SALT LAKE CITY (AP) — The Utah Jazz selected Virginia Commonwealth guard Eric Maynor in the first round of the NBA draft, getting a backup to starter Deron Williams with the 20th overall pick.
Maynor played all four years of college and averaged 22.4 points and 6.2 assists as a senior, when he led the Colonial Athletic Association in scoring and assists and was the league's player of the year.
"If you look at the success that Eric has had in his college career, you'll understand why we're happy to have him," general manager Kevin O'Connor said after making the pick Thursday night. "He's thin, but he's got good size. He sees the floor well and each year he got better."
Maynor led the CAA in assists his last three years at VCU and was an AP honorable mention All-American as a senior.
At 6-foot-3, he's as tall as Williams but is much lighter — weighing in at just 164 pounds at the pre-draft camp in Chicago. O'Connor said the Jazz will want to see Maynor bulk up a little this summer and gain some strength before his rookie season.
Williams and Maynor give the Jazz two of the three point guards they plan to have on the roster, with free agent Ronnie Price still available to re-sign with Utah.
"We've always liked point guards and we've always carried three," coach Jerry Sloan said. "He gives us the ability to have a young player that maybe can come in and play behind Deron Williams and Ronnie Price and hopefully make himself a better player."
Maynor interviewed with the Jazz on Wednesday, and both O'Connor and Sloan said they were impressed with the 22-year-old, whose college resume included a buzzer-beater in an upset over Duke in the first round of the 2007 NCAA tournament and a 1-point loss against UCLA this year in the first round.
Maynor started his last 72 games at VCU and shot 46 percent from the field as a senior.
"He can shoot, and that's always a plus for a point guard," Sloan said.
O'Connor was greeted with a mix of cheers and a few boos when he announced the pick at EnergySolutions Arena.
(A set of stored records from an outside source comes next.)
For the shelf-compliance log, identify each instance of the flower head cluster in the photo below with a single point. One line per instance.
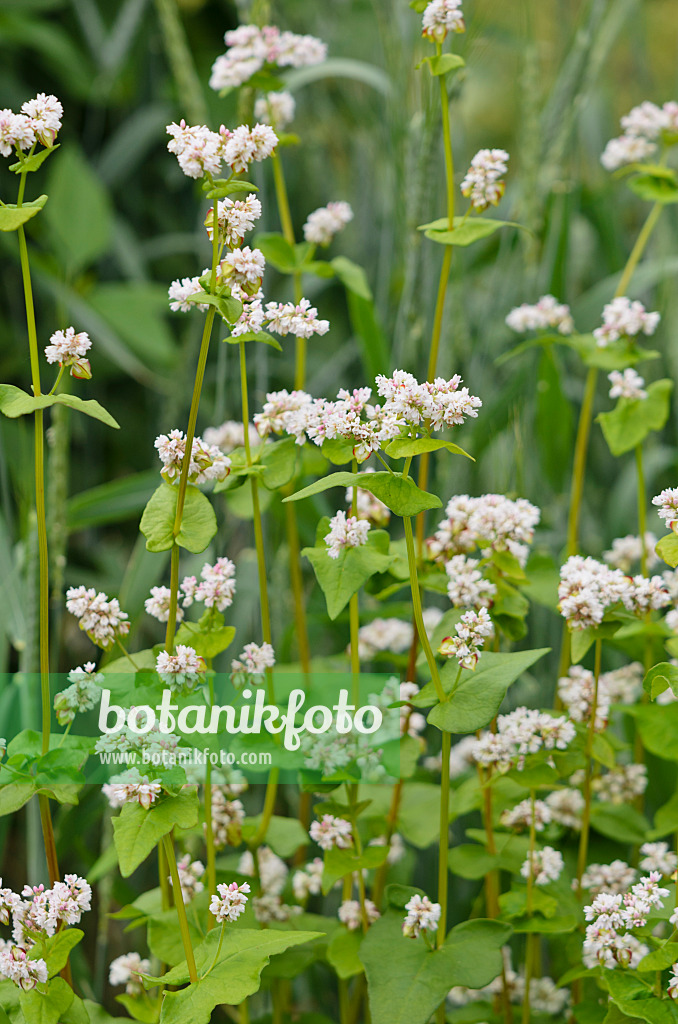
(235, 219)
(668, 506)
(544, 865)
(39, 120)
(253, 663)
(276, 109)
(250, 47)
(422, 916)
(180, 671)
(491, 522)
(481, 183)
(466, 586)
(100, 619)
(69, 349)
(441, 16)
(628, 384)
(547, 312)
(126, 970)
(331, 832)
(519, 733)
(611, 916)
(625, 318)
(470, 634)
(230, 901)
(207, 461)
(642, 127)
(82, 694)
(215, 588)
(589, 588)
(345, 531)
(324, 223)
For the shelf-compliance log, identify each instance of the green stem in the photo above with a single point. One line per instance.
(586, 818)
(419, 619)
(180, 908)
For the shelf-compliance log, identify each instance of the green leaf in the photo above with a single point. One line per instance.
(479, 694)
(198, 523)
(633, 419)
(12, 217)
(15, 402)
(399, 494)
(340, 578)
(466, 230)
(405, 448)
(339, 863)
(47, 1008)
(407, 981)
(236, 975)
(343, 952)
(668, 549)
(30, 164)
(351, 276)
(137, 832)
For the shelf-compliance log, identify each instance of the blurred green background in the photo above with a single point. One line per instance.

He said it wasn't surprising because fans who follow the draft have their own lists of players they'd like to see playing for the Jazz, but 19 teams picked ahead of Utah in the opening round.
"It's tough to target anybody when you're 20," O'Connor said. "And I'm not complaining about drafting low in the draft because that means we had a successful season.
The Jazz are still waiting to hear from forwards Carlos Boozer and Kyle Korver and center Mehmet Okur, who can all opt out of the final year of their contract before Tuesday's deadline. O'Connor said he didn't expect a decision from any of the three before the deadline.